Once, when I was visiting a remote rural area of County Waterford, I gave an elderly lady (who lived alone) a tract. “Are you a ‘Jehovah’s Witness’?” she asked. How disappointing to discover that ‘Jehovah’s Witnesses’ had been in this isolated location, but this lady had never in her life been spoken to by an evangelical Christian!

“It’s not a good idea to go out ‘two-by-two.’ They’ll think we’re Jehovah’s Witnesses,” I heard someone once say. But why should we, as Christians, decide not to do something – just because a certain well-known cult does it? Anyway, we should be guided and influenced by God’s Word and led of the Holy Spirit for it is He who speaks to souls, to guide them into all truth. It is He, also, who prepares the hearts of the individuals He wants us to speak to.  (Proverbs 16v1)

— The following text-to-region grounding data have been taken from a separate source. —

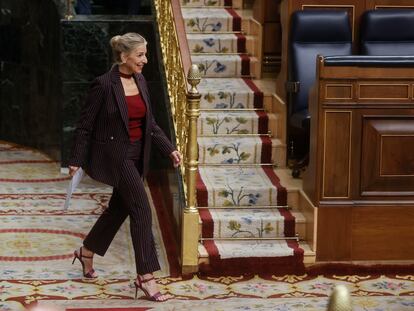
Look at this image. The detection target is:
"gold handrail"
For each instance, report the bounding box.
[154,0,201,273]
[154,0,188,183]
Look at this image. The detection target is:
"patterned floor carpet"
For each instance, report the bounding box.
[1,141,413,310]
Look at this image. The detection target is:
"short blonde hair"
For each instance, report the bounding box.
[110,33,147,64]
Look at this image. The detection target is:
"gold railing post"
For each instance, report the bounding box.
[327,285,353,311]
[181,64,201,273]
[154,0,201,273]
[65,0,74,20]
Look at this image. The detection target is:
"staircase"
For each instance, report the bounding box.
[179,0,312,275]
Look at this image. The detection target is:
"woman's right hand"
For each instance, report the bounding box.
[69,166,80,177]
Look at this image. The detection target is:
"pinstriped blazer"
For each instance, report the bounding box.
[68,65,175,187]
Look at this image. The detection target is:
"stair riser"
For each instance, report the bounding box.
[198,78,263,109]
[198,112,268,135]
[182,0,240,7]
[181,0,230,7]
[198,137,273,164]
[200,208,296,238]
[197,185,283,207]
[200,91,254,109]
[199,140,285,165]
[188,35,246,54]
[183,8,241,33]
[197,167,287,207]
[192,55,250,78]
[199,218,307,240]
[184,17,233,33]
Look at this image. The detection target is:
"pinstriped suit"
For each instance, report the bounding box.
[69,65,175,274]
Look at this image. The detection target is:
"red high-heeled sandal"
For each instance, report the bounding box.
[134,277,170,301]
[72,247,97,278]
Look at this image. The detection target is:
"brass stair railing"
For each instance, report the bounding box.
[154,0,201,273]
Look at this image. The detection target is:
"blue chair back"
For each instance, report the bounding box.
[360,9,414,56]
[289,10,352,118]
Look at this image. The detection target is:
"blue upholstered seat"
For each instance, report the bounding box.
[288,10,352,157]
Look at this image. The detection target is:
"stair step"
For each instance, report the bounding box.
[198,136,282,165]
[182,8,241,33]
[198,240,315,265]
[192,54,252,78]
[181,0,232,8]
[198,78,263,110]
[200,208,298,238]
[198,112,284,141]
[198,110,270,135]
[199,209,306,239]
[199,239,302,262]
[187,33,246,54]
[197,166,287,207]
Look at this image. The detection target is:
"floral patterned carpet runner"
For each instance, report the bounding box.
[181,0,304,274]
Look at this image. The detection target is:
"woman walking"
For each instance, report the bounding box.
[68,32,181,302]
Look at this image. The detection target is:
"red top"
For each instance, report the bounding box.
[125,93,146,142]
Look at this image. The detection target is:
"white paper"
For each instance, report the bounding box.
[64,168,85,210]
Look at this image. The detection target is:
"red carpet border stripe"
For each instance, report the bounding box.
[242,78,264,108]
[199,209,214,238]
[262,167,287,206]
[226,8,241,31]
[279,208,296,237]
[196,171,208,207]
[240,54,250,76]
[256,110,269,134]
[235,33,246,53]
[260,136,272,163]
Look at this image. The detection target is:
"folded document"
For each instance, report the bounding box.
[64,168,85,210]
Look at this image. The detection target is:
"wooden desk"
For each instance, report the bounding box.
[304,56,414,261]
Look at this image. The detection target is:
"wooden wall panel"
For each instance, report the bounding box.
[381,136,414,175]
[323,112,352,198]
[325,84,353,100]
[360,117,414,196]
[352,206,414,260]
[358,84,411,100]
[316,206,352,261]
[318,205,414,261]
[366,0,414,9]
[263,23,281,54]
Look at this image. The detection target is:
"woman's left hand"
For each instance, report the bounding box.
[169,150,182,168]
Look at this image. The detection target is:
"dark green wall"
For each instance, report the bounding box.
[0,0,61,158]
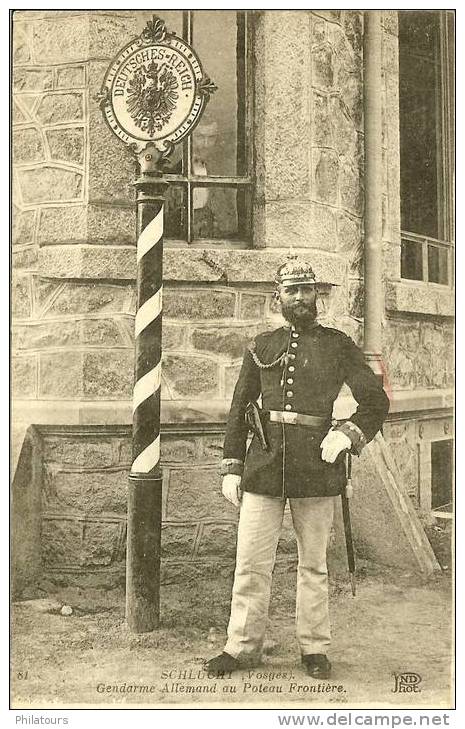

“Not interested. I have my own religion (or church),” is the response of many people to Jehovah’s Witnesses at the door. But the Christian should have a very different attitude. Essentially we need to know the scriptures, never forgetting to put the emphasis on Jesus and His finished work on the cross at Calvary. At some time, many of the people within this and other cults have sincerely reached out for truth – but in doing so they have embraced error. These individuals, like those in other cults, need a loving witness. To slam the door or to be coldly hostile or impatient is not a Christ-like reaction. Be led of the Holy Spirit, and love the person – but not his erroneous beliefs.

I thank my Lord for leading me into the marvellous light of His truth and I pray that, in His strength, I can reach out to those who have been deceived. That glow of His presence makes it all worthwhile, and I can face the burdensome tasks of the day, in the knowledge that, insignificant as I am, He can use me to reach the souls for whom He died, rose – and lives to save. Oh that many would turn from error, seek His face and find the real Jehovah; He who encompasses Father, Son and Holy Spirit. (1John 5v7&8)

How lovely are those words which refer to Jehovah in Isaiah 26v3&4… “Thou wilt keep him in perfect peace, whose mind is stayed on thee: because he trusteth in thee. Trust ye in the Lord forever: for in the Lord JEHOVAH is everlasting strength.”

Frances Ridley Havergal, devotional writer, poetess and hymn writer certainly found that “perfect peace,” when at the age of fourteen she trusted the Lord Jesus to save her. Miss Havergal was plagued with ill health during her short life but she was greatly used of the Lord, because she had later consecrated that life to Him. I love her hymn “Like a River Glorious,” which declares the all-sufficiency of “Jehovah” and the perfect peace and blessing that is to be found when we “trust Him wholly.” What a beautiful analogy: the sparkling peaceful river, flowing deeper and deeper as it makes its way to the sea!